Africa, Changing Lives: Making Research Real, Gender, Headlines, Human Rights

Q&A: Harmonise the Efforts of African Scientists

Omer Redi Ahmed interviews SANAA BOTROS, award-winning pharmacologist

ADDIS ABABA, Sep 24 2009 (IPS) - As many as 100 million people in Africa suffer from schistosomiasis, a chronic illness caused by a parasite associated with freshwater snails. The schistosoma flatworm causes a debilitating illness that can damage internal organs, and stunt growth and cognitive development of children.

Sanaa Botros: 'I believe we women have to push a lot further to ensure our roles still increase.' Credit:

Sanaa Botros: 'I believe we women have to push a lot further to ensure our roles still increase.' Credit:

The harmful socioeconomic impacts of the condition are second only to malaria, yet it can be controlled with a single annual dose of the drug praziquantel.

Sanaa Botros, professor of pharmacology at Egypt’s ministry of scientific research, is one of the leading researchers into the treatment of schistosomiasis and other tropical diseases.

She was one of five women honoured recently by the African Union for their scientific achievements.

IPS: What are some of the results of your research?   SANAA BOTROS: (For a long time in Egypt) the only available drug for schistosoma was imported. A local company formulated a drug. I did the comparison with the imported one and proved that they have equal curative effect. Now we are using the local one all over the country. This has saved the country a lot of money.

I believe when you can recommend to the government that the medication produced at home is equal to the imported one in treating the disease, that is quite an achievement. 

Some of my other research has been on one of the newly introduced drugs for schistosomiasis whose producers claimed 98 to 100 percent cure.

When I studied the drug, it was defective. Based on my report, the government stopped the distribution of this drug and another African country reversed its plan to buy this drug.  

IPS: You are a member of the African Network for Drugs and Diagnostic Innovations (ANDI). What’s the purpose of this network? SB: When we started this work, we found great capacity scattered with no linkages.

I may be doing good work (on schistosomiasis) in Egypt but the one in South Africa does not know anything about me or the things I do.  We have very good work in countries like Nigeria and Guinea concentrating on malaria. But these efforts are not harmonised.

To harmonise the efforts is be a very important point for African scientists.   

IPS: Some say the African Union has neglected the area of scientific research and technology. Do you share that view? SB: I actually believe the attitude is changing very much. I can see that from the ANDI. We have been working for nearly a year and we are now formulating a business plan for the execution. So I can say that there is a sort of realisation that unless we push science and technology at the level of the AU, we cannot achieve development.

IPS: What do you think have been the consequences of the low priority placed on science to this point? SB: You cannot develop unless you focus on research, science and technology.

IPS: How do you see the role of women in Africa in the area of scientific research? SB: In my institute as well as all Egypt, we have a very high percentage of women scientists. But it does not mean everything is rosy.

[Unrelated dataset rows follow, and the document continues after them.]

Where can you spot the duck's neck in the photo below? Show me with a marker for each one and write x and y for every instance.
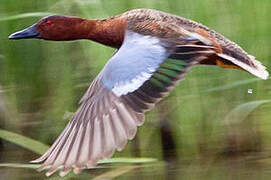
(109, 32)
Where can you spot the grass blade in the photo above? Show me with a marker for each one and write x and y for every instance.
(23, 141)
(232, 85)
(115, 172)
(242, 111)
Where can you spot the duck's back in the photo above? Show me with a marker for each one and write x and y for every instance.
(161, 24)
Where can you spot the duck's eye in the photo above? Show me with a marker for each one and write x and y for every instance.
(48, 23)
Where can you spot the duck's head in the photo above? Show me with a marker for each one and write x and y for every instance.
(55, 28)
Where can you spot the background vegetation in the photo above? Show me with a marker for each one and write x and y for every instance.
(218, 129)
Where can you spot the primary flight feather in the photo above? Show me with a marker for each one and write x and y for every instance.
(154, 52)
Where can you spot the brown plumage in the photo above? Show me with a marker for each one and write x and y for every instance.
(134, 79)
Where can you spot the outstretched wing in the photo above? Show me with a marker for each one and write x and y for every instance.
(133, 80)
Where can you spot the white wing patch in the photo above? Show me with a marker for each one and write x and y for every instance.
(123, 88)
(134, 63)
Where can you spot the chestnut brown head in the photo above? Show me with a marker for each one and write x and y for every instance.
(56, 28)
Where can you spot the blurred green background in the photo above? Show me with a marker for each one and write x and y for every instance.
(218, 129)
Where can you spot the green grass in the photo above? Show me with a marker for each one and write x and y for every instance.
(41, 80)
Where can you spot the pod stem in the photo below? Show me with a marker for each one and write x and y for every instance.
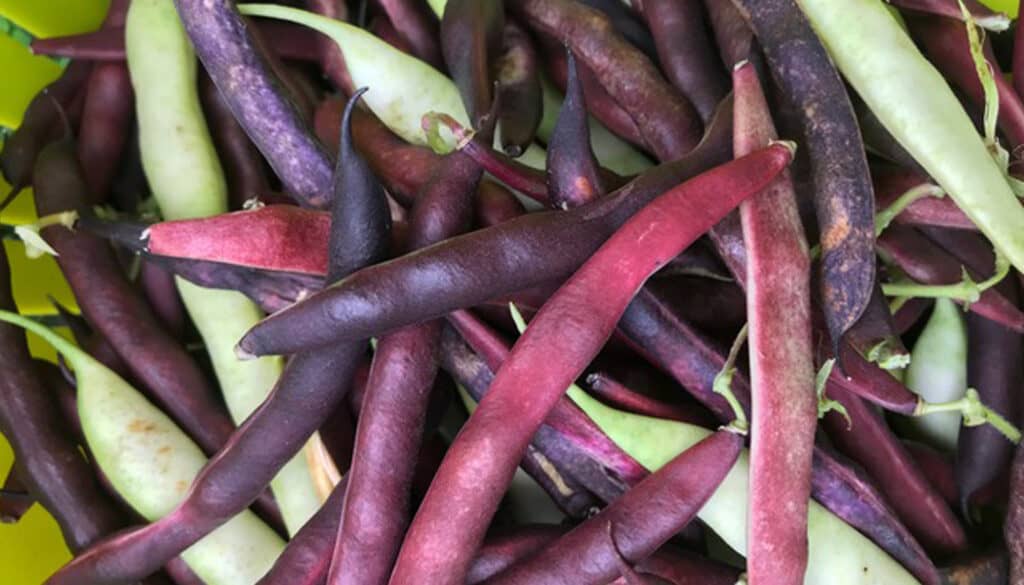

We have women councillors, women police officers, women working in different fields. But we have problems with women’s representation in parliament.

At the Africa level, I believe we women have to push a lot further to ensure our roles still increase. I know a lot of non-governmental organisations are working on women’s empowerment in Africa. But we do not form enough linkages among different countries.

IPS: When was the most challenging period in your career? SB: It was when I started as a young scientist, immediately after I did my PhD. People did not know me and when I asked them to sponsor publication of my research, they rejected me saying, “Who is Sanaa Botros from Egypt?”

I think my being an African and a woman partially contributed. 

IPS: What does the prize from the African Union mean to you? SB: It means a lot because the appreciation and recognition from the continent means Africa is watching me and that initiates me to do more and realize the continent expects more from me.

When you are a pharmacologist staying in the labs, you do not feel rewarded because you do not see the patients getting cured like clinicians do. This is our reward.

IPS: If girls from rural villages or poor urban neighbourhoods somewhere in Africa sought your advice on how to become like you, what would you tell them? SB: Do anything to be educated. In my childhood and youth, I fortunately had very good teachers who were very enthusiastic about my interests and that helped me a lot in shaping my current situation.

So I believe teachers are key personalities who determine the future of African girls.